7. The first lines to operate were the Metropolitan and the Hammersmith & City.
8. The Tube’s logo is known as the roundel (a red circle crossed by a horizontal blue bar).
9. Many tube stations were used as air-raid shelters during the Second World War, but the Central Line was even converted into a fighter aircraft factory that stretched for over two miles, with its own railway system. Its existence remained an official secret until the 1980s.
10. The shortest distance between two adjacent stations on the underground network is only 260 metres. The tube journey between Leicester Square and Covent Garden on the Piccadilly Line takes only about 20 seconds, but costs £4.30. Yet it still remains the most popular journey with tourists.
11. The longest continuous tunnel is on the Northern line and runs from East Finchley to Morden (via Bank), a total of 17.3 miles.
12. Every week, Underground escalators travel the equivalent distance of going twice around the world.
13. The American talk show host Jerry Springer was born at East Finchley during the Second World War: his mother had taken shelter in the station from an air raid.
14. The first crash on the Tube occurred in 1938 when two trains collided between Waterloo and Charing Cross, injuring 12 passengers.
15. Busking has been licensed on the Tube since 2003. Sting and Paul McCartney are both rumoured to have busked on the Underground in disguise.
16. Smoking was banned on the Underground as a result of the King’s Cross fire in November 1987 which killed 31 people. A discarded match was thought to be the cause of that inferno.
17. In the film Harry Potter and the Philosopher’s Stone, the Hogwarts headmaster has a scar that resembles a map of the London Underground on his knee.

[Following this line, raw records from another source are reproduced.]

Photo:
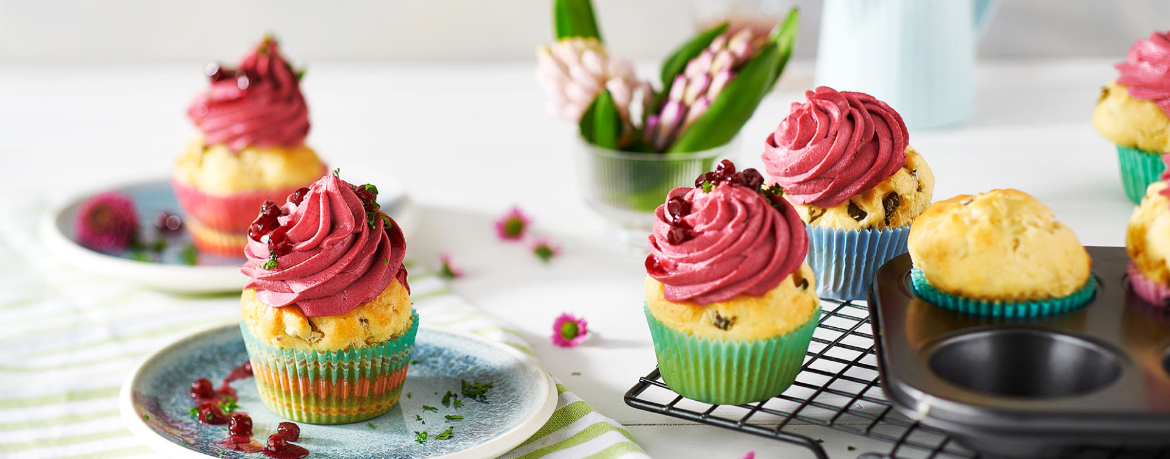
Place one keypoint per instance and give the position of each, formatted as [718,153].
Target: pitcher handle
[984,9]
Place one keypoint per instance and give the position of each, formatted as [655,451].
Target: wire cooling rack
[838,389]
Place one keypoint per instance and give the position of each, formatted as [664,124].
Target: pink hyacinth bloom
[513,225]
[569,330]
[107,221]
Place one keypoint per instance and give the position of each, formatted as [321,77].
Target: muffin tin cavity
[1024,363]
[1029,386]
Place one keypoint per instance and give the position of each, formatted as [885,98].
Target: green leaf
[785,38]
[601,123]
[575,18]
[731,109]
[676,62]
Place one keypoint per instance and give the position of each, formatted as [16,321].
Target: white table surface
[469,141]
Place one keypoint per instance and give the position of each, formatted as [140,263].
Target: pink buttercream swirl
[835,145]
[1146,73]
[337,260]
[256,104]
[741,245]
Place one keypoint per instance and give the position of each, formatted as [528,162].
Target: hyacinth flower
[575,70]
[710,86]
[702,81]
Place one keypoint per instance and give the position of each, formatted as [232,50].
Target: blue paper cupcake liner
[998,308]
[845,260]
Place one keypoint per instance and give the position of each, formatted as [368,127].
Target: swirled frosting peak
[259,103]
[1146,72]
[834,145]
[327,249]
[725,238]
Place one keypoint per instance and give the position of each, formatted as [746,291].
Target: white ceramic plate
[167,272]
[523,396]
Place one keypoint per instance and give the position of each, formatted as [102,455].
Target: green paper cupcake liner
[331,386]
[1138,170]
[729,371]
[1034,308]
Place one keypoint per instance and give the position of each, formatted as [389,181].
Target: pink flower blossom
[569,330]
[447,268]
[544,249]
[107,221]
[513,225]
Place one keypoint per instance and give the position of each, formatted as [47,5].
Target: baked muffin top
[1000,245]
[893,203]
[1148,234]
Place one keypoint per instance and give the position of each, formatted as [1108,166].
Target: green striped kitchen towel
[70,337]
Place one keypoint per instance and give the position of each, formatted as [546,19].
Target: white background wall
[386,31]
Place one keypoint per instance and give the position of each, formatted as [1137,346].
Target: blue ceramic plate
[155,402]
[166,268]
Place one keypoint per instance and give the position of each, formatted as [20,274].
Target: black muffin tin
[1027,388]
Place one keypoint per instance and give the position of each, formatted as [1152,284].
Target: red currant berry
[276,443]
[290,431]
[239,425]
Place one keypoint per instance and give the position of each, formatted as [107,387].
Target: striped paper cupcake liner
[729,371]
[331,386]
[998,308]
[1138,170]
[1153,292]
[846,260]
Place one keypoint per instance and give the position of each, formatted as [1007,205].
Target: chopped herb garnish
[475,391]
[190,255]
[445,434]
[228,404]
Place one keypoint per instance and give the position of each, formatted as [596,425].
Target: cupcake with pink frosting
[730,302]
[327,312]
[845,162]
[253,122]
[1134,112]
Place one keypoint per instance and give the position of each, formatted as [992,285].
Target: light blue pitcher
[916,55]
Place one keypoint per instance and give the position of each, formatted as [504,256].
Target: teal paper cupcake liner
[846,260]
[1034,308]
[331,386]
[729,371]
[1138,170]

18. A macabre statistic is that the most popular tube suicide time is around 11 am.
19. In January 2005, in an attempt to alleviate a problem with loitering young people, the London Underground announced it would play classical music at problem stations.
20. Covent Garden is believed to be haunted by the ghost of William Terris who met an untimely death near the station in 1897.
21. Finsbury Park station has murals that show a pair of duelling pistols, harking back to a time when men would visit the park after hours to defend their honour.
22. According to a 2002 study air quality on the Underground was 73 times worse than at street level, with 20 minutes on the Northern Line having “the same effect as smoking a cigarette”.
23. Filming on location in the Underground costs £500 per hour (plus VAT) unless you have a crew of less than five.
24. The London Underground Film Office handles over 200 requests a month.
25. The most common location for filming is Aldwych, a disused station.